В третьей клетке сидела весьма неспокойная канарейка. Она то и дело перелетала с места на место, нервно схватывалась когтями за прутья клетки, повисала вниз головой.
Иван Николаевич спросил ее:
– Ну что, все переживаешь?
– Что за ребус, Иван Николаевич? – обратился я к художнику. – Почему канарейка должна переживать?
– Она знает почему, – с укором сказал Иван Николаевич и отошел к четвертой клетке.
В ней-то и пел молодой кенар. Пел всем торжеством молодости, пел вдохновенно, пел азартно, пел неподражаемо.
– Ах, Иван Николаевич, – сказал я, – жаль, что нет со мной магнитофона, записал бы я твоего кенара на пленку, а потом слушал. И долго он так будет петь?
Иван Николаевич с любовью смотрел на поющего кенара и не слышал моего вопроса. Тут вступила жена Ивана Николаевича:
– Будет петь, пока канарейка будет стелиться и высиживать.
– Что значит – стелиться? – спросил я.
– А вот глядите!
Жена художника взяла ножницы, нарезала газетных ленточек и бросила их в клетку. Канарейка тотчас же перенесла все клочки газеты в гнездо и постелила их.
– Видите, – продолжала свою мысль хозяйка дома, – постелилась – значит, начнет нестись, снесется – значит, будет высиживать.
Молодой кенар запустил такую трель, наполнил мастерскую художника такими волшебными звуками, что все картины, висевшие на стене мастерской, а это были пейзажи, как бы ожили и стали настоящей природой.
Одинокая канарейка все прыгала, все беспокоилась в своей клетке.
– А что она все-таки переживает? – стал допытываться я у Ивана Николаевича.
– Злодейка она! – выпалил Иван Николаевич.
– То есть как злодейка?
– А так!
Иван Николаевич и «злодейке» предложил яблоко, но она не захотела принять угощение.
Иван Николаевич между тем присел за стол и мне предложил сесть.
– Чива высидела эту канарейку вместе с двумя ее братьями-кенарами в феврале, в лютые метели. Два брата и сестра росли хорошо, дружно, быстро. А однажды утром подошли мы к ним и нашли кенаров мертвыми, с проклеванными головами. За что их сестра возненавидела, чем они ей помешали? И стала она с тех пор злодейкой канарейкой. Живет и злится и покоя не знает. Она и на корм не жадна, и окраска у нее невидная, и перо некачественно. Ей пора и кенара подыскивать, да боимся, как бы она и его не заклевала.
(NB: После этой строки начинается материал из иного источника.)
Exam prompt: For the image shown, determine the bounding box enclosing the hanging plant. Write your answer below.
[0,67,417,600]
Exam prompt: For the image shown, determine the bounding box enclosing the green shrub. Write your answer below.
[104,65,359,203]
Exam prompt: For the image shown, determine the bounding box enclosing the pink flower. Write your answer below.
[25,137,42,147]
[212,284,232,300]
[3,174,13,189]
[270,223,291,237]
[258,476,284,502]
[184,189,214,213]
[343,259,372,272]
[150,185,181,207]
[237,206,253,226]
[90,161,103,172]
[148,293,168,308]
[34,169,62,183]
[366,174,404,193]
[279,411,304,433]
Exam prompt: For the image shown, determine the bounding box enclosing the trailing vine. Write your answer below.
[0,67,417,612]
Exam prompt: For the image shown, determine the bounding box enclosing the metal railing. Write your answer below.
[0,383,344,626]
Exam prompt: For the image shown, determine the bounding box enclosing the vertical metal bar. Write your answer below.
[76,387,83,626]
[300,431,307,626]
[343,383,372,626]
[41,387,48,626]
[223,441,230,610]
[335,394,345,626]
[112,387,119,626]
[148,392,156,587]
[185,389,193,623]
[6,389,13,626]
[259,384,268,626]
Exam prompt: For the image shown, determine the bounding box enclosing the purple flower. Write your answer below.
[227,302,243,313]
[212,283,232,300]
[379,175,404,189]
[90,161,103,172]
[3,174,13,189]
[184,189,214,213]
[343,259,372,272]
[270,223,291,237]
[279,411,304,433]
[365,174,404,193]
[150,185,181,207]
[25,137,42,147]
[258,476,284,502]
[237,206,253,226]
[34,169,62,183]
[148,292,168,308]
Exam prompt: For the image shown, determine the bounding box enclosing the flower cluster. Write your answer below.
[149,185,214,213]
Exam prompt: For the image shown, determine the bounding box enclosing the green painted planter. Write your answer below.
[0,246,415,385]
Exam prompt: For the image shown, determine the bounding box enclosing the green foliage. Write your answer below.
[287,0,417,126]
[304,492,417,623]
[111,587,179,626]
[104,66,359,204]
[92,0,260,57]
Молодой кенар опять с неведомой упоенностью стал петь, а его канареечка сидела на гнезде и слушала.
За окнами мастерской пылали рябины, висели зрелые яблоки, светило вечернее, ласковое солнце. Дивный был вечер. Природа отдыхала. Молодой кенар пел о своем счастье, а злодейка канарейка металась и металась по клетке, словно кто приговорил ее к такой жизни за свершенное преступление.
Обидчивый еж
Он появлялся, как добрый сосед, у деревянного порожка дачной кухоньки, когда начинало темнеть. Подымал свою мордочку, доверчиво обнюхивал воздух и чего-то ждал. Ждал молока.
Ему ставили блюдечко, и еж приступал к делу.
Управлялся он быстро, потом пофыркивал, словно просил еще, но, когда видел, что больше не дадут, уходил за сарай.
Иной раз про него забывали. Тогда, словно догадываясь об этом, еж заходил со стороны сада и пробирался некошеной, высокой травой. Где шел еж, трава колебалась, и мы с волнением думали: «Кто же это крадется к нам?» А еж выходил все к той же кухоньке и всем своим видом говорил: «Вот я! Не ждали?!»
Ему ставили все то же блюдце с молоком.
Иногда еж не приходил по два, по три дня.
– Что-то еж пропал, – вспоминал кто-нибудь о нем, и еж на следующий вечер обязательно показывался.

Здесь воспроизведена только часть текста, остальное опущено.